Der starke Mann verordnet Neuwahlen

SERBIEN Aleksander Vucic kann der Gelegenheit nicht widerstehen, die ganze Macht an sich zu reißen

AUS BELGRAD ANDREJ IVANJI

„Wir wollen den Willen des Volkes prüfen“, sagte am Samstag Aleksandar Vucic, Chef der Serbischen Fortschrittspartei (SNS) bei einer Parteiversammlung. Die Parteigenossen applaudierten frenetisch. Warum sollte man sich mit den kleinen, lästigen Koalitionspartnern abplagen, wenn man nach vorgezogenen Neuwahlen am 16. März allein herrschen kann?

Der starke Mann Serbiens, Vizepremier und Koordinator der Sicherheitsdienste, Aleksandar Vucic, hat erst vor wenigen Monaten die Regierung nach seinem Willen umgebildet. Es gibt einen politischen Konsens über die Beitrittsverhandlungen mit der EU, die am 21. Januar begonnen haben. Über notwendige institutionelle Reformen und strategische Ziele gibt es ebenfalls eine Übereinstimmung; die Gegner der Kosovo-Politik sind marginalisiert; die Koalitionsregierung hat eine stabile Mehrheit im Parlament.
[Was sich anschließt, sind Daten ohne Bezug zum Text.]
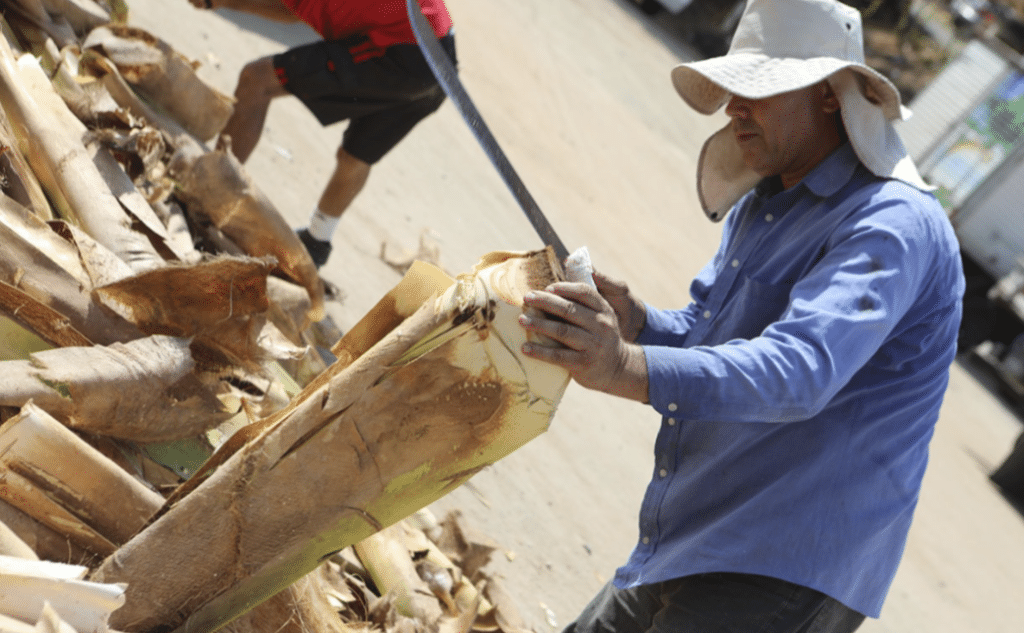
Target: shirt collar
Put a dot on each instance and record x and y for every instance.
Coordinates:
(829, 175)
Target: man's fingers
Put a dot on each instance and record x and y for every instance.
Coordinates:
(609, 287)
(560, 331)
(579, 293)
(558, 305)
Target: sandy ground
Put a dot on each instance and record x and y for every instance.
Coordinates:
(577, 91)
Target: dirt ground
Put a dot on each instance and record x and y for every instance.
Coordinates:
(578, 93)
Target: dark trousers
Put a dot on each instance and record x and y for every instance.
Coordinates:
(716, 603)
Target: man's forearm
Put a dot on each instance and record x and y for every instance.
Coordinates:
(271, 9)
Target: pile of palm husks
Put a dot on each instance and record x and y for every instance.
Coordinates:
(175, 452)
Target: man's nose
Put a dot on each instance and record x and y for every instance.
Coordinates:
(737, 108)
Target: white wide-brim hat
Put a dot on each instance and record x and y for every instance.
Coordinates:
(785, 45)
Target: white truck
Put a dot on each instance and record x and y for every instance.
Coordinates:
(967, 135)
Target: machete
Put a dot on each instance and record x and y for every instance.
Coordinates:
(448, 77)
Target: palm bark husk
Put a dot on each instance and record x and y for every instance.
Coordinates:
(52, 138)
(52, 475)
(143, 390)
(441, 395)
(165, 78)
(215, 185)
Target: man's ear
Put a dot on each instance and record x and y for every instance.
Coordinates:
(829, 101)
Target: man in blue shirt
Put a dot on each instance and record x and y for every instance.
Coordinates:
(801, 386)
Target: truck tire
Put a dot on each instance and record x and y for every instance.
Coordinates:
(649, 7)
(1010, 476)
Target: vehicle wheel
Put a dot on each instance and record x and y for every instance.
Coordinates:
(1010, 476)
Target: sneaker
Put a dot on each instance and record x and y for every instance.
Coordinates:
(318, 250)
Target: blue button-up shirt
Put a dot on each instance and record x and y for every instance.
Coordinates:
(801, 387)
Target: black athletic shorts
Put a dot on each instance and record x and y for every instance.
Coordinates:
(384, 96)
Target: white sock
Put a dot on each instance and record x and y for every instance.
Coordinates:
(322, 225)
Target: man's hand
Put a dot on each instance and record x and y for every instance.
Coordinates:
(630, 310)
(595, 353)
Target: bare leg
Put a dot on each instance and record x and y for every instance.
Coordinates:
(258, 85)
(349, 175)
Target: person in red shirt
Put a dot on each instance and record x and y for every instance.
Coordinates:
(368, 69)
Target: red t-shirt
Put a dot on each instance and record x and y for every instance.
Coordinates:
(383, 22)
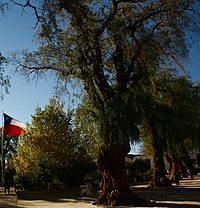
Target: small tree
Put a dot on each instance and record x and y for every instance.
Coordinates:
(50, 149)
(110, 48)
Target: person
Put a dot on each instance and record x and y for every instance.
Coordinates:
(6, 185)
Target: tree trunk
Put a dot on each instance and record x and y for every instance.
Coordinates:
(159, 175)
(114, 187)
(188, 163)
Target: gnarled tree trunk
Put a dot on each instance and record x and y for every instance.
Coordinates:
(115, 190)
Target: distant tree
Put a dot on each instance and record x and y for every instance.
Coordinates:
(110, 48)
(9, 149)
(171, 121)
(51, 150)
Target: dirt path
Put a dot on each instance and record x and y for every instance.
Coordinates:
(187, 195)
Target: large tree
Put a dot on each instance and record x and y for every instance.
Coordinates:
(111, 48)
(50, 149)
Doch Vucic konnte der Versuchung nicht widerstehen, aus den guten Umfragen Kapital zu schlagen und mit der SNS die absolute Mehrheit anzupeilen. Er wird als „Beschützer der normalen Menschen“ vergöttert, der sich „unter Lebensgefahr“ der Willkür der Tycoone, der Gangster und korrupter Politiker widersetzt. Seine Machtgier wird als Bereitschaft gedeutet, Verantwortung für schmerzhafte, doch notwendige Reformen in Serbien zu übernehmen. Der „Retter und Reformer“ Vucic hat es geschafft, den oppositionellen Bürgermeister von Belgrad zu stürzen, die Kommunalwahlen in der Hauptstadt werden gleichzeitig mit den Parlamentswahlen am 16. März stattfinden. Und die SNS rüttelt an der Regierung der autonomen Provinz Vojvodina, es ist nur eine Frage der Zeit, wann Vucic sie zu Fall bringen wird und auch dort die Macht ergreift.

Während Serbien in technischen Fragen der EU näher kommt, wird sich die serbische Gesellschaft von demokratischen Idealen entfernen. Der autoritäre Vucic wird mit einer zerschlagenen Opposition und praktisch ohne kritische Medien herrschen. Mit autoritären Politikern, die die Macht an sich rissen, hat Serbien ungute Erfahrungen gemacht. Vucic hat schon einmal aus Opportunismus seinen politischen Kurs um 180 Grad geändert, als er die extrem nationalistische Serbische Radikale Partei (SRS) verließ und 2008 die SNS mit dem heutigen Staatspräsidenten Tomislav Nikolic gründete. Nicht aus Überzeugung, sondern weil das das Mittel war, an die Macht zu kommen.